Alzheimer silencioso: doença pode dar sinais 20 anos antes dos sintomas
Alterações biológicas podem surgir décadas antes do esquecimento; entenda por que o diagnóstico ainda é demorado
O Alzheimer é a maior causa de demência no mundo. No Brasil, mais de 1 milhão de pessoas vivem com a condição.
Estudos mostram que a doença dá sinais biológicos muito cedo. Essas alterações surgem até 20 anos antes dos sintomas clínicos aparecerem.
Nesta fase, chamada de pré-clínica, o cérebro já sofre mudanças. Porém, o paciente ainda não apresenta falhas de memória evidentes.
Apesar disso, o diagnóstico no país costuma ser tardio. Muitas vezes, a descoberta só ocorre quando a autonomia já está comprometida.

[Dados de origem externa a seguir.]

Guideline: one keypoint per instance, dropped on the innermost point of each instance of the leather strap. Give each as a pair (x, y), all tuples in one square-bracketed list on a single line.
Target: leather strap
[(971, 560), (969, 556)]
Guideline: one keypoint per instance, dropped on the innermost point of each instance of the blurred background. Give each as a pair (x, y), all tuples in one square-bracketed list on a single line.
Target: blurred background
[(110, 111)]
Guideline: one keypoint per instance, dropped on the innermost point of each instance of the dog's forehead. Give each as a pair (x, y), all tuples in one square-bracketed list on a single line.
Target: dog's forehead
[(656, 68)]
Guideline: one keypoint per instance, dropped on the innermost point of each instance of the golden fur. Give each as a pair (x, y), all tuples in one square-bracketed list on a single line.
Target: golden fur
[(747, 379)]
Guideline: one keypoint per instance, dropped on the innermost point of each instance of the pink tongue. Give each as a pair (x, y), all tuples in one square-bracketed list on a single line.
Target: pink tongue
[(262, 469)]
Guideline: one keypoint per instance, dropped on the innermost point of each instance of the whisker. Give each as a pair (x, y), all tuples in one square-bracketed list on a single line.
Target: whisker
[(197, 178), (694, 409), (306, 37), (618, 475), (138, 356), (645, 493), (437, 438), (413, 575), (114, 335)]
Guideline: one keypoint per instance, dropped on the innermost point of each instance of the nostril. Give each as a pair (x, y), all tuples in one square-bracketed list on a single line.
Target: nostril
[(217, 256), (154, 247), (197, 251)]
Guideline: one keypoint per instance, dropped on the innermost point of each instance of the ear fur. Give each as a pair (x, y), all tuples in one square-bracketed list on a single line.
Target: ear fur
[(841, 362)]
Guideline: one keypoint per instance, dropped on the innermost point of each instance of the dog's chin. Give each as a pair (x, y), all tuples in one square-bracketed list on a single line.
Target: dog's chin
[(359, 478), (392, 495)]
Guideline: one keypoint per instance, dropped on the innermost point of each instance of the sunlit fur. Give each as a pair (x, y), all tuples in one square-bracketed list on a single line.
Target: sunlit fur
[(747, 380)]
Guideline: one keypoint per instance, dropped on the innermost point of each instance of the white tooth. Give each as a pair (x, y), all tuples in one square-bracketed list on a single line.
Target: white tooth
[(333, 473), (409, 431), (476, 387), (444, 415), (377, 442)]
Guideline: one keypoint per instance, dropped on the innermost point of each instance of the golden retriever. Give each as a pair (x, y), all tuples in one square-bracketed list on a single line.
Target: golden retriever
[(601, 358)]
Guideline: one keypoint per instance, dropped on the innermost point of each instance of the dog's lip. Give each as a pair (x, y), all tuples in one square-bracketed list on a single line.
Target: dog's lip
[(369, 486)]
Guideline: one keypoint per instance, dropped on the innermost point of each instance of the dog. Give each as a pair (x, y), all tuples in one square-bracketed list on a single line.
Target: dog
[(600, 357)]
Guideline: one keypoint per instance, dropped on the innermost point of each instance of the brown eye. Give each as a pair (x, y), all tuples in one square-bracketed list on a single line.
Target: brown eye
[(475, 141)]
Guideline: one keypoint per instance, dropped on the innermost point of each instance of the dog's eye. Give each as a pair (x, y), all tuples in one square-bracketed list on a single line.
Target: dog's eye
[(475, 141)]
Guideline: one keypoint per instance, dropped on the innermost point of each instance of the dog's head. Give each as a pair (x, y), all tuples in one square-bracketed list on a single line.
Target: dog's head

Por que o diagnóstico do Alzheimer ainda é demorado?
O atraso ocorre porque muitos sinais são vistos como "normais". As famílias tendem a banalizar pequenos esquecimentos do envelhecimento.
O neurologista Diogo Haddad alerta que o esquecimento recorrente não é normal. Ter dificuldade para organizar tarefas habituais também merece investigação.
"A identificação precoce depende de uma avaliação estruturada", afirma o médico. O uso de biomarcadores ajuda a detectar a doença nessa janela estratégica.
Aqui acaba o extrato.